The west coast starting point of the Southern Upland Way is in the tiny fishing village of Portpatrick, on the hammer-head peninsula called The Rhins, in the south west corner of Scotland. The path then crosses two counties; Dumfries & Galloway and the Scottish Borders to arrive in the village of Cockburnspath on the east coast.

Technically the path isn’t a Coast to Coast walk as Cockburnspath isn’t on the coast, it’s actually 1/2 a mile or so inland from the coast and the path, for some unknown reason, doesn’t officially touch the east coast at all. There is a diversion however, taken by nearly everyone that walks the route, down to Cove Harbour, where a walker can allow the North Sea to caress his boots and where he may toss his pebble, dutifully carried from the Irish Sea in the west.

Wonderful stone arch on Benbreak

Wonderful stone arch on Benbreak

I get the impression that the 212 miles of path has scenery similar to the Pennine Way; crossing rolling hills rather than high mountain passes and with vistas down into valleys and across rounded humps rather than up to rocky heights and snow-capped peaks.
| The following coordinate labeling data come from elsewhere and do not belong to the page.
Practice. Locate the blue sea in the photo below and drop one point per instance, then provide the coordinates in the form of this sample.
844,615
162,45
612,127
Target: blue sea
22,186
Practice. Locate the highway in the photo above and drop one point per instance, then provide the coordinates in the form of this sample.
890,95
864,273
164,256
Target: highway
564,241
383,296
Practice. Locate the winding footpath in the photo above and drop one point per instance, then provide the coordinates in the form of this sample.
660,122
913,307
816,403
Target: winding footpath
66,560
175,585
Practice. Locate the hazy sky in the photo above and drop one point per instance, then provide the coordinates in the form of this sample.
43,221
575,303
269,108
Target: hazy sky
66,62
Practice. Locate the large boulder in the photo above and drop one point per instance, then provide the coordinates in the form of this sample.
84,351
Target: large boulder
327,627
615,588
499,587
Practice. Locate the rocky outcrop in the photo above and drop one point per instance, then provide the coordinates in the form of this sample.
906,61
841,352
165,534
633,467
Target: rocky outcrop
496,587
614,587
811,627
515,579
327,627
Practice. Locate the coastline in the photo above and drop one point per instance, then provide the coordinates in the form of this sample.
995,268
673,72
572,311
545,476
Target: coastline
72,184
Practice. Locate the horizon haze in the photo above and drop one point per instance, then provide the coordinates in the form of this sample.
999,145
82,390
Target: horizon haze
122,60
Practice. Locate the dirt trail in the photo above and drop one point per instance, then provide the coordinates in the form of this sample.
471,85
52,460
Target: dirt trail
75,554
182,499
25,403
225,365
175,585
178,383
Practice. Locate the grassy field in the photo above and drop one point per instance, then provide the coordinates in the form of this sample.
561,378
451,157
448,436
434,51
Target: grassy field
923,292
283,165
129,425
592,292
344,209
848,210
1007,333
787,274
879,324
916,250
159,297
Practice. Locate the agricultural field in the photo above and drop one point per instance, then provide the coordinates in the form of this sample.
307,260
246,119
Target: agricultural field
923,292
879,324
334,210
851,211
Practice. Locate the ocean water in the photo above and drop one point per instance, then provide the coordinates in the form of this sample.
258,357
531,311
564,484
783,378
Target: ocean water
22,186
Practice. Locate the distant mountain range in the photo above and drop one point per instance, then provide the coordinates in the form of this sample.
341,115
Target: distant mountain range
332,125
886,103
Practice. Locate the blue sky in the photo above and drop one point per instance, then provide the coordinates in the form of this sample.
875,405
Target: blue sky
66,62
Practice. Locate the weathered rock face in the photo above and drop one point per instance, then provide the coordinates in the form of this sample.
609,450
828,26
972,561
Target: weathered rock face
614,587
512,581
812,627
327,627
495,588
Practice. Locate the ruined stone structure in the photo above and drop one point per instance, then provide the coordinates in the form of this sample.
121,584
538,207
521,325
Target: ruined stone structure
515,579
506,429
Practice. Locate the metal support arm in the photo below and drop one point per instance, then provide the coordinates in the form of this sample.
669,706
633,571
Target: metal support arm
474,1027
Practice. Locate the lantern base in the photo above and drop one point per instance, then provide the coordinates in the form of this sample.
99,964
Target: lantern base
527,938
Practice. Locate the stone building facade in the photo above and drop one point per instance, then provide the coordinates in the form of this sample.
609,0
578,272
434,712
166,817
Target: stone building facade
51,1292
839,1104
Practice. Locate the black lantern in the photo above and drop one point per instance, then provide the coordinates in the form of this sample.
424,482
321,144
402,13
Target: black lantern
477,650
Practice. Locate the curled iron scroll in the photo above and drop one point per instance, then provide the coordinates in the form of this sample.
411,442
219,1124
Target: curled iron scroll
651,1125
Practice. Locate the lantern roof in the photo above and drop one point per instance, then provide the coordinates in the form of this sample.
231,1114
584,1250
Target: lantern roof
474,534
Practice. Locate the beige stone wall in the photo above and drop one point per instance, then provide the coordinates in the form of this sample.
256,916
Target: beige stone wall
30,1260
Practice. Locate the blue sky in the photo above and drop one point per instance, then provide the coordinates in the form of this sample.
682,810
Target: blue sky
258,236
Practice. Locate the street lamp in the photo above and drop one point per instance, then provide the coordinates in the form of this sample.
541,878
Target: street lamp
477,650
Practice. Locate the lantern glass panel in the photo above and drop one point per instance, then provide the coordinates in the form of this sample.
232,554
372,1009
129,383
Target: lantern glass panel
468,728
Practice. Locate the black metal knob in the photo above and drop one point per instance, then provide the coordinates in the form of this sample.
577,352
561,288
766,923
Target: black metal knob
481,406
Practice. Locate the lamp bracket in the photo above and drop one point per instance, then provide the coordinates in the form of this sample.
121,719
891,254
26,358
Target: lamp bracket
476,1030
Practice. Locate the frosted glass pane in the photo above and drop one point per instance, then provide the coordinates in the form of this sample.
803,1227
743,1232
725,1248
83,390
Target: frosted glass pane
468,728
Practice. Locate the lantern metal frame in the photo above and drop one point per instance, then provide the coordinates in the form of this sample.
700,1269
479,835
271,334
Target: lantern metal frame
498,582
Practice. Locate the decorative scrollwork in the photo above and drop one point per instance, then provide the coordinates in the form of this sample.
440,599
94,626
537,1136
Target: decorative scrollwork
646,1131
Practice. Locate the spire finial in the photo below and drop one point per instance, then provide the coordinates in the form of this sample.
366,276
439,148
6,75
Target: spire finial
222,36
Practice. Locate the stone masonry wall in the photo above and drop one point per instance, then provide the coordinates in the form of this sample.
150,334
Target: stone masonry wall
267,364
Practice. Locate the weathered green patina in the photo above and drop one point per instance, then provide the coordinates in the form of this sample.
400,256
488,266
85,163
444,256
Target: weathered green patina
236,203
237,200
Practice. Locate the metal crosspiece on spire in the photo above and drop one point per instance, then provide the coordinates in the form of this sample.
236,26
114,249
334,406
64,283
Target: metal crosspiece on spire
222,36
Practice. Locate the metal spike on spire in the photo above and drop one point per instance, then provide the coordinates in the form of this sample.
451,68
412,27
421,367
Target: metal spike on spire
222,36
That’s not a problem for me though, as I loved the Pennine Way and rolling hills abound in the Howgills, where I also enjoy walking.

On the downside, there does appear to be a fair amount of road walking involved and a disconcerting number of forests to walk through. This makes me think back to the West Highland Way and Great Glen Way, which I walked in 2008. The former was almost completely on hard packed surfaces, either cobbles, tarmac or flint-type surfaces and the latter was mostly through forests with very restricted views, on gravel tracks.

Having looked at the route on the map, I’m not expecting too much in the way of grand views and high moors from the first two or three days and indeed from the last couple of days either. However, the middle section looks splendid; desolate moorland interspersed with forests and the occasional loch side path.

The Approach

The Southern Upland Way (SUW) should prove almost as challenging as the Pennine Way, it’s a couple of dozen miles shorter, more remote in places (if that is possible) and probably just as quiet if the lack of personal journals on the Internet is anything to go by.

Lighthouse at Killantringan

Lighthouse at Killantringan

The SUW was originally part of my “Perfect LEJOG” route, but since I had to pare that route back to meet the constraints of reality, the SUW must now be completed in its own right. 2013 seems like the perfect time to do it.

I’ll be carrying all my own gear, for the first time since 2007 on the aborted Offa’s Dyke. There are two reasons for this; a) the baggage courier service costs about £350 and b) I need to train for the LEJOG in 2014 when I’ll have no choice but to carry all my gear. The SUW seems like a good place to test the kit load and look for ways to improve on it.

I won’t be backpacking it though, the route is too long to experiment with that part of the LEJOG planning, so I’ll be finding other ways to hone my skills in that area.